I rarely try new recipes for chocolate chip cookies because I'm convinced there are none better than the Jacques Torres recipe printed in The New York Times. And the recipe from Baked: New Frontiers actually looks a lot like the traditional Nestle Toll House recipe. You beat softened butter with granulated sugar and dark brown sugar; add eggs and vanilla; mix in flour, baking soda, and salt; and stir in chocolate chips. Compared to the Nestle Toll House recipe, this one uses slightly less flour, has a higher ratio of brown sugar to white sugar, has more vanilla and chocolate chips, and calls for the dough to be chilled for six hours before baking. I splurged and used Cacao Barry Chocolat Amer 60% callets for the cookies; the callets are larger than regular chocolate chips.
I used a #24 scoop to portion the cookies after chilling the dough and I got 28 cookies. My cookies spread a lot in the oven and came out very flat. They looked nothing like the photo in the cookbook (the cookbook photo is the same one posted here with the recipe). I'm sad to report that these cookies were very disappointing, and definitely below average for what I would expect even for just a Nestle Toll House cookie. The cookies were greasy and the edges of the cookies browned so quickly in the oven that the centers were slightly undercooked (and not in a good way).

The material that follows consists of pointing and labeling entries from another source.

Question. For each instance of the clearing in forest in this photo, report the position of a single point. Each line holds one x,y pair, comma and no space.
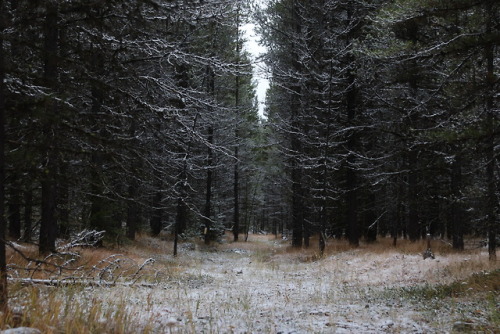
264,286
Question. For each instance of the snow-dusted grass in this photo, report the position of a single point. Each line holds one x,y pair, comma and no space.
265,286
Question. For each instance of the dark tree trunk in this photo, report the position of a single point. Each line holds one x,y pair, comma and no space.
297,209
28,210
180,220
3,262
456,206
48,224
351,177
63,201
15,211
156,218
491,120
132,211
413,219
209,234
236,190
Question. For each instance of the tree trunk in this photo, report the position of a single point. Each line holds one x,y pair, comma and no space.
351,177
3,262
209,234
413,220
15,210
48,224
456,207
156,218
492,201
28,210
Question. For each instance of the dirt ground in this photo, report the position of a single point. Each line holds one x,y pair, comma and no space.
262,286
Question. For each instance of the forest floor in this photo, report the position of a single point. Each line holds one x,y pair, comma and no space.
264,286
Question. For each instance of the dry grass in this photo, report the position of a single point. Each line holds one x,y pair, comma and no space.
75,309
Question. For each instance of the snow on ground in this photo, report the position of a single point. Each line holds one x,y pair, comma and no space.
250,291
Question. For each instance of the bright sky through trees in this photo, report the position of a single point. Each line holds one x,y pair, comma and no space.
260,74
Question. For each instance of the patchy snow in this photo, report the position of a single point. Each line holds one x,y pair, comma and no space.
247,291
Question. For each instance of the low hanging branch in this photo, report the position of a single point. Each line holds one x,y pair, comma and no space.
61,269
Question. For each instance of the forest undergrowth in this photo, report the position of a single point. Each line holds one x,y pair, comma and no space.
259,286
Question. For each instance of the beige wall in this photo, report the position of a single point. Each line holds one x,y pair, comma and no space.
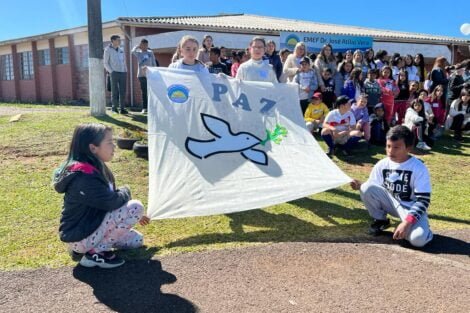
108,32
61,42
42,44
22,47
5,50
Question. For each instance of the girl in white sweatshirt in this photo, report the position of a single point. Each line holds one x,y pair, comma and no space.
415,120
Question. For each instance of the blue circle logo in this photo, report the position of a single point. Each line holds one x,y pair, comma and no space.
291,41
178,93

After I made these cookies I did a Google search to try and find an online version of the recipe to link to this post and I happened to come across some relevant information on the Baked website about the recipe. Namely, in response to the question, "Why don't my Chocolate Chip Cookies look like the ones in [Baked: New Frontiers]?," the gentlemen bakers advise: "Don’t be discouraged! In earlier editions of our first cookbook, we forgot to mention that your butter should be fairly cold when you beat it with the sugar, and you should only beat the butter and sugar together until they are just combined."

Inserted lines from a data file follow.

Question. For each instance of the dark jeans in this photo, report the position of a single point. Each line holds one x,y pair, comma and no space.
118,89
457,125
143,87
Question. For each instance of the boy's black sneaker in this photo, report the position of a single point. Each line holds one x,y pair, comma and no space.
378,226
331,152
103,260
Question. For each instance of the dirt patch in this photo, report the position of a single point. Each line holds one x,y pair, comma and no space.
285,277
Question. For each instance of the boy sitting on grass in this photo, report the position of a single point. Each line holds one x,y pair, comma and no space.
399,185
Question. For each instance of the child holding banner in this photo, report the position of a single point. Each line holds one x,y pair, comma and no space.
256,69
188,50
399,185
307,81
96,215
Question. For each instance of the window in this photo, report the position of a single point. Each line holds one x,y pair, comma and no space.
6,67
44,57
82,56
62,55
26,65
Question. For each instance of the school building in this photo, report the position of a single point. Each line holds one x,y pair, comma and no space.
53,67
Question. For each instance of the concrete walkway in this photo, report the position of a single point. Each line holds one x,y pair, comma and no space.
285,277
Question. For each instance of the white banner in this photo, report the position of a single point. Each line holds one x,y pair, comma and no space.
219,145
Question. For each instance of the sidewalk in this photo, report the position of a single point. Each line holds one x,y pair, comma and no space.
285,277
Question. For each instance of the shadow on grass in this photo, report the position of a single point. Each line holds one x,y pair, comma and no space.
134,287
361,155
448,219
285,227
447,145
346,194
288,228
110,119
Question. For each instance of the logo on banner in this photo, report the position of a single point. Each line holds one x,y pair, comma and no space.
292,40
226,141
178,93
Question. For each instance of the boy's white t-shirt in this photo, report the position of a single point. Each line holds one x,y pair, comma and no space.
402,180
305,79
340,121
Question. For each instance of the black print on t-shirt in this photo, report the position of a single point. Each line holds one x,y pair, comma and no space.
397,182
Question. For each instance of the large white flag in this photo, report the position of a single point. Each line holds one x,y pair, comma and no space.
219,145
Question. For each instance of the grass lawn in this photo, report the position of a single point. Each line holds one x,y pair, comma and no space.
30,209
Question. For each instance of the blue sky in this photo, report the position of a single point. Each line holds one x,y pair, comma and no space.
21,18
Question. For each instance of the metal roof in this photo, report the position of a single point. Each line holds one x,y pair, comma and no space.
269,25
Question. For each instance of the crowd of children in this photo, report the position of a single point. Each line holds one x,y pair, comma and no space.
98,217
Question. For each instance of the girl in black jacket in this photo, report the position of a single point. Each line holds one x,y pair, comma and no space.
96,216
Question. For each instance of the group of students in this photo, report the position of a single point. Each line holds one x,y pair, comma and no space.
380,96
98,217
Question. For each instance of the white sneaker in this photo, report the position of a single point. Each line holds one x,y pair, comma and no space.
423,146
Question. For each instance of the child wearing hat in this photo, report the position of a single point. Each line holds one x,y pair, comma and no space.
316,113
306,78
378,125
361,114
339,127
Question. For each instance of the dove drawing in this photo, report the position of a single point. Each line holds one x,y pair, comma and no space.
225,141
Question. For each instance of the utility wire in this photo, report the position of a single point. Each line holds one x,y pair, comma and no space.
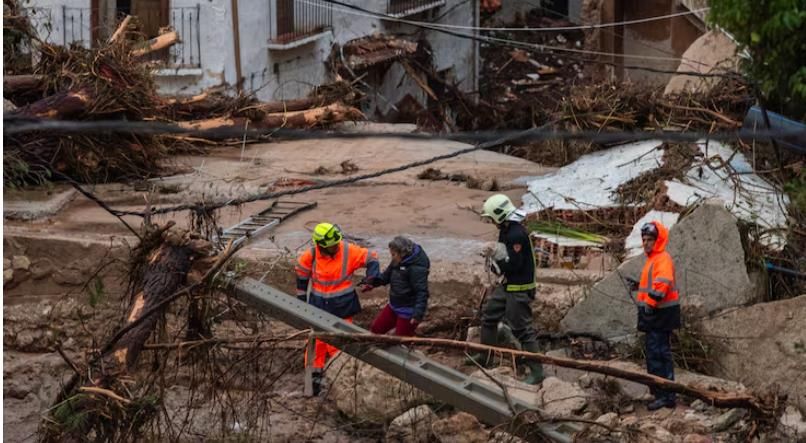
551,28
271,195
509,138
15,127
535,46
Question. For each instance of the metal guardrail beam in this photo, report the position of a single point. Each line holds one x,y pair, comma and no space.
446,384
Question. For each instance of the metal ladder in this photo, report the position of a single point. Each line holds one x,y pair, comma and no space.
263,221
445,384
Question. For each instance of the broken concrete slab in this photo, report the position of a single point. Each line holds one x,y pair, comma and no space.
528,394
367,394
460,428
33,205
767,345
794,426
711,52
20,263
734,182
709,272
560,398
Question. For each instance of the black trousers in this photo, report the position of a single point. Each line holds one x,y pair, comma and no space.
659,360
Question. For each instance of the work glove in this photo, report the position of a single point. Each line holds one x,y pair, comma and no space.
366,284
495,250
631,283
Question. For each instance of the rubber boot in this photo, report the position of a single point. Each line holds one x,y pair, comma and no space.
535,368
489,336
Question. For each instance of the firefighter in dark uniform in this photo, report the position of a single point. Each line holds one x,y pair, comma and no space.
513,257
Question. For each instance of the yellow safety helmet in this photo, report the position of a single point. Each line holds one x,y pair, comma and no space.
326,235
498,207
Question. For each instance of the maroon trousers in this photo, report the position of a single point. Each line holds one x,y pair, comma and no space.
387,320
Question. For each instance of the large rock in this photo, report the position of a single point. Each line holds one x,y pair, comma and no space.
516,389
414,426
793,424
460,428
711,52
767,344
709,270
367,394
560,398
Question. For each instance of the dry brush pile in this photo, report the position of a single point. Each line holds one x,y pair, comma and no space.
114,80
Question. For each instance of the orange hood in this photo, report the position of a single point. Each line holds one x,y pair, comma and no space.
663,238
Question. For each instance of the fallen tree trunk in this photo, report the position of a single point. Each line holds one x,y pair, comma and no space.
288,105
61,105
335,112
96,395
715,398
155,44
14,83
121,30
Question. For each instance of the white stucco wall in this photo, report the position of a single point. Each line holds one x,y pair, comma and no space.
48,18
292,73
216,56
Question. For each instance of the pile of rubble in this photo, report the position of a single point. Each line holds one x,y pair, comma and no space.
114,81
608,409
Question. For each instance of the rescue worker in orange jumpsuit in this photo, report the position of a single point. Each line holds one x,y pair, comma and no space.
658,309
325,280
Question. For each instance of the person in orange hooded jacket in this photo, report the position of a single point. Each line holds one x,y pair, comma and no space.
658,308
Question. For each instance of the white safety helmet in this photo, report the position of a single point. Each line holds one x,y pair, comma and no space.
498,207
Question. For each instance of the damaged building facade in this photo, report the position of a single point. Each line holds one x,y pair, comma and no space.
277,49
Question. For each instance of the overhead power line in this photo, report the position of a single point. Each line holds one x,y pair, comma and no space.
510,137
15,127
542,29
362,12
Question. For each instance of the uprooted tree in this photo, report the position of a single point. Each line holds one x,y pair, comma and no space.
114,81
94,403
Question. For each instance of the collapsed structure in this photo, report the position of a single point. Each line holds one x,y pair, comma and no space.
205,365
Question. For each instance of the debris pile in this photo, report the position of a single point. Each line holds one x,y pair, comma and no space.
114,81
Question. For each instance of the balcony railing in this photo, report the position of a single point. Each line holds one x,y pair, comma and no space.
185,21
61,25
76,26
405,8
293,22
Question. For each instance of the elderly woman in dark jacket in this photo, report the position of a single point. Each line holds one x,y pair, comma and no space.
407,277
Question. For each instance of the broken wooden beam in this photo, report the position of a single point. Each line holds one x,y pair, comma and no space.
157,43
14,83
715,398
121,30
335,112
180,258
57,106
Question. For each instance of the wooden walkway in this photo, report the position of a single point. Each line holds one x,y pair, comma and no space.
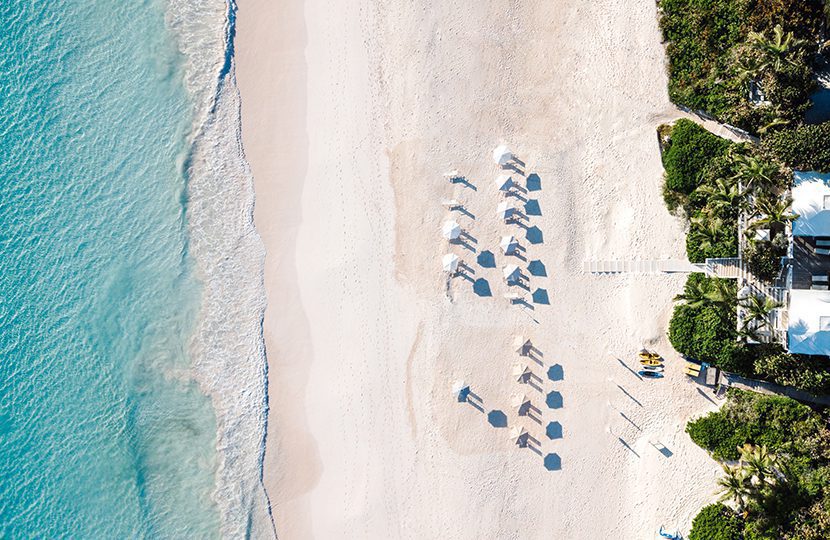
654,266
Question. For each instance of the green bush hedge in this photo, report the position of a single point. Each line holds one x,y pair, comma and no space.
691,149
708,48
699,36
805,148
797,505
716,522
808,373
706,332
764,258
779,423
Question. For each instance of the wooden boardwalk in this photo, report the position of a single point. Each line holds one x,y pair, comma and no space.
653,266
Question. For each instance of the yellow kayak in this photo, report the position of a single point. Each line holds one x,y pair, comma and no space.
649,356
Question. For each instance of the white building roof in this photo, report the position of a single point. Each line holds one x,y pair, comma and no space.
811,201
808,330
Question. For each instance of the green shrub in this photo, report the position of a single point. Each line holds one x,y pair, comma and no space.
805,148
701,245
808,373
802,17
717,434
764,258
699,37
707,331
708,43
716,522
691,149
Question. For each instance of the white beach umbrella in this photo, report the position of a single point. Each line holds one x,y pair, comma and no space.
512,273
522,373
522,345
451,230
504,182
520,401
450,262
505,210
508,244
502,155
459,387
518,434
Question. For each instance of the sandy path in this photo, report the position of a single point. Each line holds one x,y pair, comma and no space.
350,119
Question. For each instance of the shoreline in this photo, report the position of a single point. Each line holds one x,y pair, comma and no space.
228,360
271,75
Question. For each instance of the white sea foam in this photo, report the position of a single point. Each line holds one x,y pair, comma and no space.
228,348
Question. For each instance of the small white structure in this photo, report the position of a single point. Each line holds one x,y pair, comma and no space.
762,234
450,262
451,230
505,210
504,182
512,274
502,155
518,435
522,345
509,244
460,390
522,373
811,201
808,327
521,403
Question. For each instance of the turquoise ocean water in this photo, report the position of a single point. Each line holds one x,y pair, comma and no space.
104,432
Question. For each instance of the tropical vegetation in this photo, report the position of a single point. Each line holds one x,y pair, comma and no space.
775,454
745,62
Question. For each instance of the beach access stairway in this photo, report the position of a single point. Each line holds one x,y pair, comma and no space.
725,268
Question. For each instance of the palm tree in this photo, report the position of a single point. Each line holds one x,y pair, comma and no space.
774,51
772,212
753,172
706,232
734,487
776,122
758,308
694,295
697,294
759,465
723,195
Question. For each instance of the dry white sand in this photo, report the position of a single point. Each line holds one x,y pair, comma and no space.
351,113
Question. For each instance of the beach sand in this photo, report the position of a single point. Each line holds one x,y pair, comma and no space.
351,113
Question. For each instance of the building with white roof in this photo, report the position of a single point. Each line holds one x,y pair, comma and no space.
808,310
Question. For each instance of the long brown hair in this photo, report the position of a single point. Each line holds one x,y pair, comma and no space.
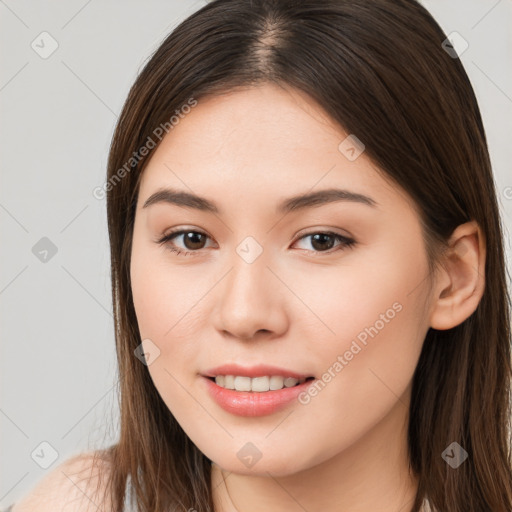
379,69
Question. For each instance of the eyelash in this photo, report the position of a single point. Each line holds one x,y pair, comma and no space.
346,242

So it might be my legal instincts showing, but I have to disagree with the characterization that this is information they "forgot to mention." My cookbook specifically says that you should use softened butter, which is what I did. So that's just an outright misstatement, not an inadvertent omission (sorry, I'm quite cranky about having baked a batch of sub-optimal chocolate chip cookies). In any case, I think this recipe would have been better with more flour and more chilling time, and perhaps butter than was not so soft. But I'm not going to bother making these cookies again. 

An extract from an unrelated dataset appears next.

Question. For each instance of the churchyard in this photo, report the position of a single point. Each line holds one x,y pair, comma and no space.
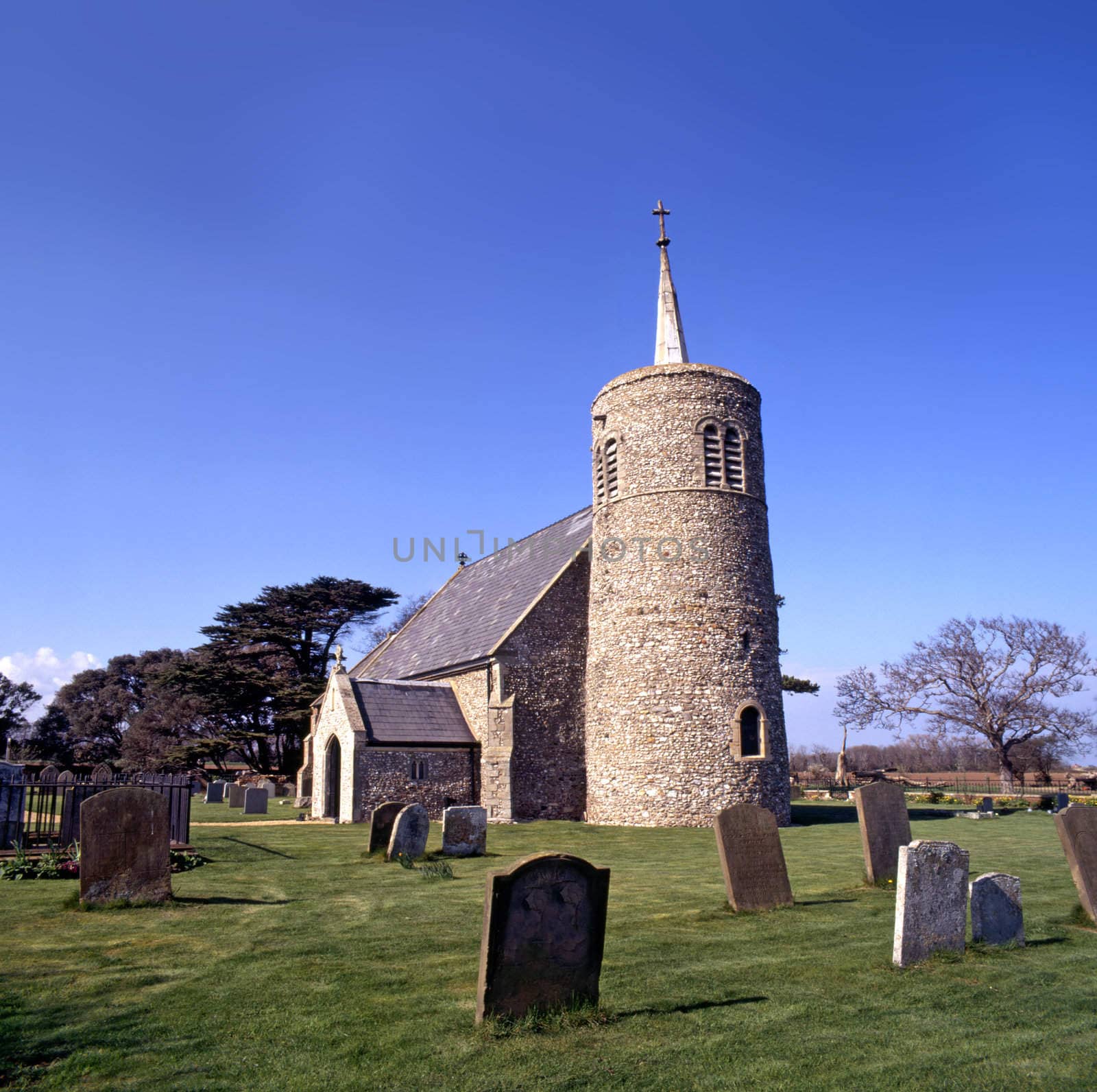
296,960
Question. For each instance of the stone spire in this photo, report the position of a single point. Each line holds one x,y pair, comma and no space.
669,340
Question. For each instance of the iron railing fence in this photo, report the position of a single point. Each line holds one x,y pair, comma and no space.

Recipe: "Chocolate Chip Cookies" from Baked: New Frontiers in Baking by Matt Lewis and Renato Poliafito, recipe available here at Cookstr.

Comments

Louise said…
I totally agree with you regarding the Jacques Torres CC cookie recipe. I have one CC cookie on my "to bake" list, and I hope I'm not totally disappointed.
Anonymous said…
I actually think the Baked recipe is great BUT I add 1/4 cup flour. Not sure if that still counts as "their" recipe.